Evonik & SKC Hope to Partner on HPPO Expansion
SKC, Evonik seek HPPO partnership
- Published : Oct 10, 2017 – 15:04
- Updated : Oct 10, 2017 – 18:15
Evonik, a licensor of hydrogen peroxide to propylene oxide (HPPO) technology, is the inventor of the HPPO technology, which employs hydrogen peroxide as an oxidizing agent to oxidize propylene, which produces only water as a byproduct, the company said.
The South Korean firm, for its part, is seeking a partnership to introduce the HPPO technology and enter the operation and maintenance business with Evonik, it said. SKC has already signed a memorandum of understanding with two plastic makers in China and the Middle East, with three others also expressing intention to collaborate. It is now seeking to have Evonik participate in that global partnership.
|A SKC HPPO plant in Ulsan, Korea (SKC)|
SKC commercialized the environmentally clean technology in 2008 for the first time in the world, two years after Evonik introduced the technology.
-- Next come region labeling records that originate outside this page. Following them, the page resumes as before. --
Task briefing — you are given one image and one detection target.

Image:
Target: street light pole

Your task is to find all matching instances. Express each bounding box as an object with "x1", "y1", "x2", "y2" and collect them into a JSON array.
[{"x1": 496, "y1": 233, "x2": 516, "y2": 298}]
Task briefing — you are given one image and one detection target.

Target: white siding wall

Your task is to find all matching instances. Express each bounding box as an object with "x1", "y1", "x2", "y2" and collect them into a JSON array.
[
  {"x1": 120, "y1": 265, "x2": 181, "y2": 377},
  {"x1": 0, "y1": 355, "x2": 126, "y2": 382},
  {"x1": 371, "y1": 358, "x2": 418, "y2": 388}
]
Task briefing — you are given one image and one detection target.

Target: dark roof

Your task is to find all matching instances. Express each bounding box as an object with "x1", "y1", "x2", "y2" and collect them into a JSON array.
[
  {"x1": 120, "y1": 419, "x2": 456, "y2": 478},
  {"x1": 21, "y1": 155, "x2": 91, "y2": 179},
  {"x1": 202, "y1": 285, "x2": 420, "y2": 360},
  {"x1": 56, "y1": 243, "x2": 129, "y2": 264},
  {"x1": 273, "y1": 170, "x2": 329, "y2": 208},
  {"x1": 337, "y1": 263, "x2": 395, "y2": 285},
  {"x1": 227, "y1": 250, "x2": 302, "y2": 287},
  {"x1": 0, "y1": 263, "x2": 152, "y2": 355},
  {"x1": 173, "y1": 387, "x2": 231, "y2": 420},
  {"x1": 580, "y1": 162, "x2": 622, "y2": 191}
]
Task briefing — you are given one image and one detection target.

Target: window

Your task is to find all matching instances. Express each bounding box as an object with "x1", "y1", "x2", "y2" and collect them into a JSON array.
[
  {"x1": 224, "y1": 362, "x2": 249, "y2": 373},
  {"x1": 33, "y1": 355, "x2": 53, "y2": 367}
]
For the past 10 years, the South Korean chemical firm has been operating a HPPO plant at 100 percent capacity. Commercializing the HPPO technology had been considered a difficult task even with full disclosure of the technology, as it requires going through a complex application process, it added.
SKC is also looking to collaborate with Evonik in the hydrogen peroxide business, an essential part for the HPPO operation. The HPPO technology requires a stable and massive supply of hydrogen peroxide, which drives companies to usually have hydrogen peroxide production plants next to HPPO plants.
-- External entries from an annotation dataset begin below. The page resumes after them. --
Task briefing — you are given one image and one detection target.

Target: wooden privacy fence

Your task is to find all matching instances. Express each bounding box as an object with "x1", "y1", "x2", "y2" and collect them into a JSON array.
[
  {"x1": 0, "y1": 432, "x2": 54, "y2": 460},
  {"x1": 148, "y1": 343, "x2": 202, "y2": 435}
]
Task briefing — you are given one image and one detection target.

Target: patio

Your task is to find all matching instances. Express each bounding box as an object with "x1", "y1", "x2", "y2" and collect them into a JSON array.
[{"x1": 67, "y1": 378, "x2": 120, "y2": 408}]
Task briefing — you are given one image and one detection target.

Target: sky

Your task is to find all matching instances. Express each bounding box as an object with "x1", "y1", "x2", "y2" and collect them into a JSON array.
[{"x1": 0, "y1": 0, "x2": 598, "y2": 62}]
SKC said partnership in the HPPO technology could help the two companies secure a bigger presence in the propylene oxide market worth $13.5 billion a year. Of the market, the percentage of products produced by the HPPO technology remains low with a 16.7 percent share, the company said, highlighting its business potential.
“We are in discussion with Evonik to expand the HPPO business by launching a joint venture or entering maintenance and operation together,” a SKC official said. “We will both try to find a win-win strategy.”